This story was originally published by the Davis Humanities Institute on January 29th, 2018, but is no longer hosted there after a website update. I am re-posting it here for that reason.
In 1888, Brazil became the last country to abolish slavery. But the seeds contributing to its demise had been planted decades earlier. As Assistant Professor of History José Juan Pérez Meléndez revealed in a talk on Tuesday, Jan. 23rd, Brazil implemented laws regulating free immigrant labor as early as 1837, marking a period of transition from the use of black slaves. But perhaps because slavery was so entrenched in Brazil, its free laborers were, in practice, far from being truly free.
The demand for migrant labor in Brazil came about as a result of the Brazilian government seeking to build up the nation’s canals, roads, bridges, and aqueducts. Because of their close cultural ties and their location essentially between Brazil and Portugal, Portuguese living in the Azores were targeted by Brazilian officials as representing the optimal labor force.
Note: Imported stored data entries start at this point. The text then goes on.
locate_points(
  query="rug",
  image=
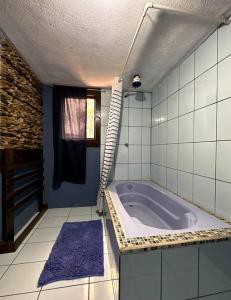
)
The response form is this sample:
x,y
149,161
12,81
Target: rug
x,y
77,253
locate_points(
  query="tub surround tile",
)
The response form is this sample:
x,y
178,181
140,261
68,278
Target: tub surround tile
x,y
179,269
173,106
206,55
186,99
214,277
126,245
187,70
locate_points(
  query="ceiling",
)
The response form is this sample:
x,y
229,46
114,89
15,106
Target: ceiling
x,y
85,43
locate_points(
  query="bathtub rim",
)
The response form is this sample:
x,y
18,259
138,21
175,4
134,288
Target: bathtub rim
x,y
164,241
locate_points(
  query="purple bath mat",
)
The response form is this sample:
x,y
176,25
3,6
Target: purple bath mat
x,y
77,253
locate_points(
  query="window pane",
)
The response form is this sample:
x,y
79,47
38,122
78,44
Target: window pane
x,y
73,119
90,118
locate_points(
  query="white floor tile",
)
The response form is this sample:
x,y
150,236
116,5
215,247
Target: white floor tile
x,y
34,252
52,222
58,212
93,210
76,211
101,291
107,271
79,218
45,235
21,278
79,292
115,284
29,296
65,283
6,259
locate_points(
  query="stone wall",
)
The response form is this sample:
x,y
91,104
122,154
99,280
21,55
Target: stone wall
x,y
20,101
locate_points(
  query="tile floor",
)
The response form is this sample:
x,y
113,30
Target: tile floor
x,y
19,271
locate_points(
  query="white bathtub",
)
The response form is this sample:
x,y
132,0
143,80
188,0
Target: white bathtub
x,y
145,209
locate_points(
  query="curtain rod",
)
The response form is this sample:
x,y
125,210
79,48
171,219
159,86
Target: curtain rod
x,y
149,5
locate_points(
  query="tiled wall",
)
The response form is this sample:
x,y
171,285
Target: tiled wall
x,y
185,273
133,158
191,127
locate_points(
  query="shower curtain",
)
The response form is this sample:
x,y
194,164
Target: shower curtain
x,y
111,139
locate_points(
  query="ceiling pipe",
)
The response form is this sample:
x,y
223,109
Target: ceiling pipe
x,y
215,19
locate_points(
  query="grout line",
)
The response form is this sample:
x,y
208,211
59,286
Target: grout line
x,y
215,196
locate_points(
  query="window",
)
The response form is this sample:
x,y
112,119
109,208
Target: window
x,y
93,118
81,117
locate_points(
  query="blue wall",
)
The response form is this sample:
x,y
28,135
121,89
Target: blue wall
x,y
68,194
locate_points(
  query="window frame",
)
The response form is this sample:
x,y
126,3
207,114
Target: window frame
x,y
96,95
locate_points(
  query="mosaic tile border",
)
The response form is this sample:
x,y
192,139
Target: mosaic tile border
x,y
165,241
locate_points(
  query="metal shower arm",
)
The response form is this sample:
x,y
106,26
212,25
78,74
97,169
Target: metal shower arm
x,y
215,19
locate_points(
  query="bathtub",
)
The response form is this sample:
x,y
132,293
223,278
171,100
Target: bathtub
x,y
144,209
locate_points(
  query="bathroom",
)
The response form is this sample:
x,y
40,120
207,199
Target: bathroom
x,y
115,168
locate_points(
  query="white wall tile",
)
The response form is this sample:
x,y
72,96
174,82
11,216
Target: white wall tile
x,y
146,172
173,81
146,117
185,185
173,106
206,88
186,128
204,192
224,42
224,120
186,99
163,111
105,97
187,70
206,55
162,91
104,115
223,200
135,117
205,124
155,154
123,138
172,180
122,155
214,270
155,135
135,135
172,131
136,100
146,154
121,172
172,151
163,133
146,135
155,115
162,155
154,97
224,79
154,172
134,171
224,161
185,159
134,154
124,118
147,100
162,176
204,159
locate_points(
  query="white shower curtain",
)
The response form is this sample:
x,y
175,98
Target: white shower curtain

Most migrant laborers, or colonos, in Brazil ended up becoming craftsmen, domestic servants, or transport workers. In many cases, the work available to them mirrored what was available to black slaves. This connection did not go unnoticed to Brazilians, who deemed colonos to be the “filth/excrement” of Portugal. This was compounded by the fact that most colonos lived close to each other in Rio de Janeiro, in a hostel known as the deposito.
It was in this light that the Brazilian Work Contract Law of 1837 was passed. In structure, it harkened back to British colonies’ regulations regarding indentured servitude. Less concerned with smoothing the transition from slave to free labor, the Work Contract Law instead focused on taking advantage of Portuguese migrants. For instance, the Law allowed colonos to be impressed into the Brazilian army, and gave the Brazilian empire jurisdiction over Portuguese minors.
Additionally, the Law made it more difficult for colonos to free themselves of their servitude. Indeed, it stated that debts left unpaid by colonos, particularly that relating to the cost of their transport to Brazil, could be doubled, and that there would be jail time along with that. Thus the Work Contract Law helped to promote the portrayal of Portuguese immigrants, specifically Azoreans, as criminals.
Between 1837 and 1839, the colono trade began to fall apart, primarily because the companies paying for colonos’ transport to Brazil became financially unstable. Though the flow of Azorean workers to Brazil was relatively short-lived, Pérez Meléndez notes that the culture of regressive labor management tactics employed in their management set a precedent that would be replicated in other countries later in the century.
And it should also be said, when Brazil finally turned away from slavery in 1888, it was in large part because it had a new source of labor to turn to: European immigrants. Perhaps Brazil felt especially comfortable in making this transition because it had previous experience with Azorean colonos in the 1830s.